Biochar mediated uranium immobilization in magnetite rich Cu tailings subject to organic matter amendment and native plant colonization

• Published in: Journal of hazardous materials Vol. 427; p. 127860
• Main Authors: Liu, Yunjia, Wu, Songlin, Nguyen, Tuan A.H., Chan, Ting-Shan, Lu, Ying-Rui, Huang, Longbin
• Format: Journal Article
• Language: English
• Published: Netherlands Elsevier B.V 05.04.2022
• Subjects: adsorption; Biochar; biogeochemistry; Charcoal; Cu-tailings; ecological restoration; Ferrosoferric Oxide; grasses; indigenous species; Iseilema; magnetite; Minerals; organic matter; pollution; rhizosphere; Secondary Fe-minerals; Soil; soil formation; Soil Pollutants - analysis; solubility; sugarcane; Uranium; Uranyl; Secondary Fe-minerals; Uranium; Cu-tailings; Biochar; Uranyl
• ISSN: 0304-3894; 1873-3336; 1873-3336
• DOI: 10.1016/j.jhazmat.2021.127860

Organic matter (OM) amendments and plant colonization can accelerate mineral weathering and soil formation in metal mine tailings for ecological rehabilitation.
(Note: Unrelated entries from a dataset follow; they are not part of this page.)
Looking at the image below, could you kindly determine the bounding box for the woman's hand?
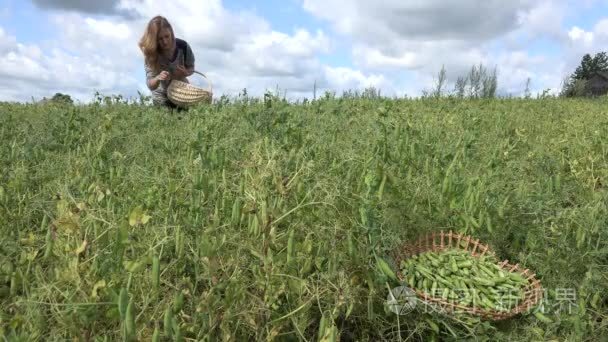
[173,65,192,79]
[156,71,170,81]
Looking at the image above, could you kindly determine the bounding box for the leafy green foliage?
[0,94,608,341]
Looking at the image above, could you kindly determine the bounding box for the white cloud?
[0,0,608,100]
[568,26,593,45]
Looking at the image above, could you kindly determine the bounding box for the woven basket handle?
[194,70,213,93]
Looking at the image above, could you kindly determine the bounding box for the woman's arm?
[147,71,169,90]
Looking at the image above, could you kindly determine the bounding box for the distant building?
[585,71,608,96]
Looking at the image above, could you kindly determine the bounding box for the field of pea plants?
[0,95,608,341]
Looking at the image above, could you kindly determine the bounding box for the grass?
[0,97,608,341]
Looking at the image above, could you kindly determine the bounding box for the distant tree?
[42,93,74,104]
[560,52,608,97]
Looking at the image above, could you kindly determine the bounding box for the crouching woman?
[139,16,194,108]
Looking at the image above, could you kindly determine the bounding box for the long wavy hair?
[138,15,175,71]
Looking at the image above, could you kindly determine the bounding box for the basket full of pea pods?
[393,231,542,320]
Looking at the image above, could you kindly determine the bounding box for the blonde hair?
[138,15,175,71]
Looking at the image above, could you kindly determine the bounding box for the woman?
[139,16,194,108]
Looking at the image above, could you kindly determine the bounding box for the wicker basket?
[393,231,543,321]
[167,71,213,107]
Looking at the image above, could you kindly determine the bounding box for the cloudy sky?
[0,0,608,102]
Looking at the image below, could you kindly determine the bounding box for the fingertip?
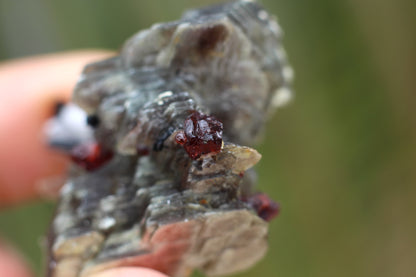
[88,267,168,277]
[0,50,114,206]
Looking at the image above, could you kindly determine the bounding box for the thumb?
[89,267,168,277]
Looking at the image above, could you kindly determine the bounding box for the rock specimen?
[48,1,291,277]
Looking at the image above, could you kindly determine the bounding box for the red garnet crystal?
[175,111,223,160]
[243,193,280,222]
[71,143,113,171]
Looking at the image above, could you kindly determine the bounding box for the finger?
[0,51,112,206]
[90,267,168,277]
[0,240,31,277]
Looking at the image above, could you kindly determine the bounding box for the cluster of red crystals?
[175,111,223,160]
[71,143,113,171]
[243,193,280,222]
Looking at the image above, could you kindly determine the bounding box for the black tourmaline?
[48,1,291,277]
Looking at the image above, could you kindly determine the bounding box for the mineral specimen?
[48,1,291,277]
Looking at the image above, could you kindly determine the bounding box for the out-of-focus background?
[0,0,416,277]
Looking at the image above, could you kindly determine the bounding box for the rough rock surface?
[48,1,291,277]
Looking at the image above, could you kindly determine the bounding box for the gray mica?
[49,1,290,277]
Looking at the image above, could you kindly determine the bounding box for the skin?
[0,50,167,277]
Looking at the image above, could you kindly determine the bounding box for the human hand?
[0,51,166,277]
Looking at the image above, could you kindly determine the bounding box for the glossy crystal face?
[48,0,290,277]
[175,111,223,160]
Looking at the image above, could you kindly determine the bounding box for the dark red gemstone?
[243,193,280,221]
[136,144,150,156]
[71,143,113,171]
[175,131,187,145]
[176,109,223,157]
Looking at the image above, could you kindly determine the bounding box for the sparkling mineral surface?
[48,1,291,277]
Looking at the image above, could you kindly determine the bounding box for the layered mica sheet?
[48,1,291,277]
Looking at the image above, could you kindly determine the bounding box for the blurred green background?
[0,0,416,277]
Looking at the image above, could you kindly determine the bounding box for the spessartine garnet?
[243,193,280,222]
[175,111,223,157]
[71,143,113,171]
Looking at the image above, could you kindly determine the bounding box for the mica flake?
[48,0,293,277]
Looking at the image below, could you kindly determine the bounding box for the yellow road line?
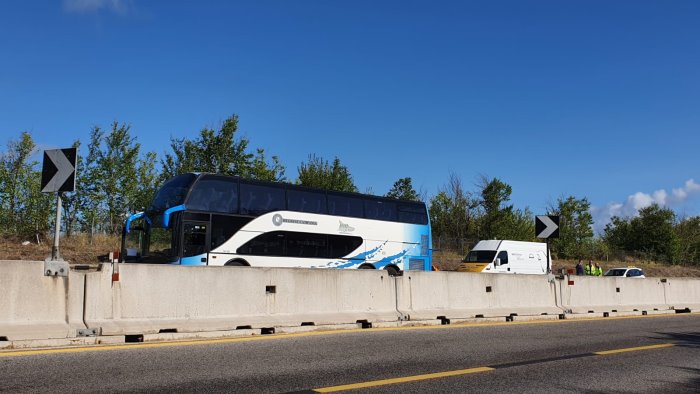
[593,343,675,356]
[313,367,494,393]
[0,313,700,358]
[312,343,674,393]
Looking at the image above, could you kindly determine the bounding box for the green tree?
[428,174,478,240]
[129,152,160,213]
[76,126,105,238]
[297,155,357,192]
[77,121,150,234]
[0,132,52,236]
[61,140,83,237]
[386,177,420,201]
[676,216,700,265]
[550,196,593,259]
[479,177,516,239]
[604,204,681,263]
[161,115,285,181]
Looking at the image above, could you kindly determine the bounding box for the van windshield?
[462,250,496,263]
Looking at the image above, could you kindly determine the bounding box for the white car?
[603,267,646,278]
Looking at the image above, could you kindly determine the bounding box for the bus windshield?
[148,174,197,212]
[462,250,496,263]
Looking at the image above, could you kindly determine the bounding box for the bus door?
[180,220,211,265]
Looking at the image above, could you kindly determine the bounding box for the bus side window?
[241,182,286,215]
[182,223,207,257]
[328,193,363,218]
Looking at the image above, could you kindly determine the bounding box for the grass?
[0,234,120,264]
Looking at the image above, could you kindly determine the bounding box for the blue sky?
[0,0,700,231]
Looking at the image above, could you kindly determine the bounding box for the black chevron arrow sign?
[41,148,77,193]
[535,215,559,239]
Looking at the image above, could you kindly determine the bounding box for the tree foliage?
[297,155,357,192]
[161,115,285,181]
[429,173,478,239]
[604,204,680,263]
[386,177,420,201]
[0,132,52,237]
[549,196,594,259]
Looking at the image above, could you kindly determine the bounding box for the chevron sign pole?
[41,148,78,270]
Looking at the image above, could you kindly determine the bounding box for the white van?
[457,240,552,274]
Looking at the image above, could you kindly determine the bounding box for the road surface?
[0,314,700,393]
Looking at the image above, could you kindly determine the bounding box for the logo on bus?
[338,221,355,234]
[272,213,318,226]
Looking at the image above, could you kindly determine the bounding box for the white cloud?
[63,0,128,14]
[591,179,700,233]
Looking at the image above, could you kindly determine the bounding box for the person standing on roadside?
[593,263,603,276]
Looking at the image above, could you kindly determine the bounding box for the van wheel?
[224,259,250,267]
[384,265,401,276]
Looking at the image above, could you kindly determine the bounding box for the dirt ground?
[0,234,700,278]
[433,252,700,278]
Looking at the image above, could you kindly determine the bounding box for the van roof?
[472,239,545,250]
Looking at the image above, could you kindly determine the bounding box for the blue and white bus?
[121,173,432,275]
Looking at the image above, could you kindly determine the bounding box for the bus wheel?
[384,265,401,276]
[224,259,250,267]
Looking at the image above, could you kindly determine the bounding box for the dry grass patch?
[0,234,120,264]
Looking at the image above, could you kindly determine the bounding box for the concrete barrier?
[664,278,700,311]
[397,272,563,320]
[559,276,669,314]
[85,264,399,335]
[0,261,85,341]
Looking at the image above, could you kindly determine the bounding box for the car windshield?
[605,268,627,276]
[462,250,496,263]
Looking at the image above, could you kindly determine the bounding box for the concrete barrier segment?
[0,261,85,341]
[397,272,563,320]
[663,278,700,312]
[85,264,399,335]
[558,276,668,315]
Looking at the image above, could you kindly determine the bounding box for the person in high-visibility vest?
[593,263,603,276]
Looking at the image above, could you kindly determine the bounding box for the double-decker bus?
[121,173,432,275]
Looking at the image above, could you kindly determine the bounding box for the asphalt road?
[0,314,700,393]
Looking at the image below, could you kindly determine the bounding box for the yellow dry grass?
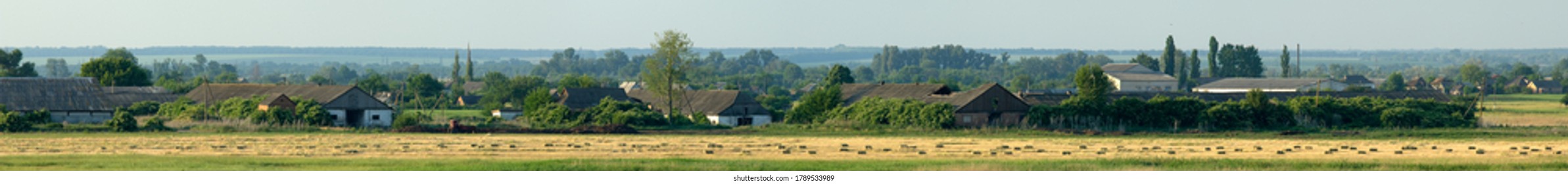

However, the weathering effects may dissolve uranium (U)-bearing minerals (e.g., ianthinite) and increase U dissolution in porewater and seepages. The present study aimed to characterize the U solubility and distribution among different fractions and investigate if biochar (BC) could decrease soluble U levels and facilitate U immobilization in the OM-amended and plant-colonized tailings. A native plant species, Red Flinders grass (Iseilema vaginiflorum) was cultivated in the tailings for four weeks, which were amended with sugarcane residue (SR) with or without BC addition. The results showed that OM amendment and plant colonization increased porewater U concentrations by almost 10 folds from ~ 0.2 mg L−1 to > 2.0 mg L−1. The BC addition decreased porewater U concentrations by 40%. Further micro-spectroscopic analysis revealed that U was immobilized through adsorption onto BC porous surfaces, via possibly complexing with oxygen-rich organic groups. Besides, the BC amendment facilitated U sequestration by secondary Fe minerals in the tailings. These findings provide important information about U biogeochemistry in Cu-tailings mediated by BC, OM and rhizosphere interactions for mitigating potential pollution risks of tailings rehabilitation. [Display omitted] •Organic matter amendment and plant colonization enhanced uranium(U) mineral weathering.•Biochar addition decreased porewater U concentrations via increasing U immobilization.•U was adsorbed onto biochar porous surfaces in the tailings.•Biochar facilitated U sequestration by secondary iron minerals.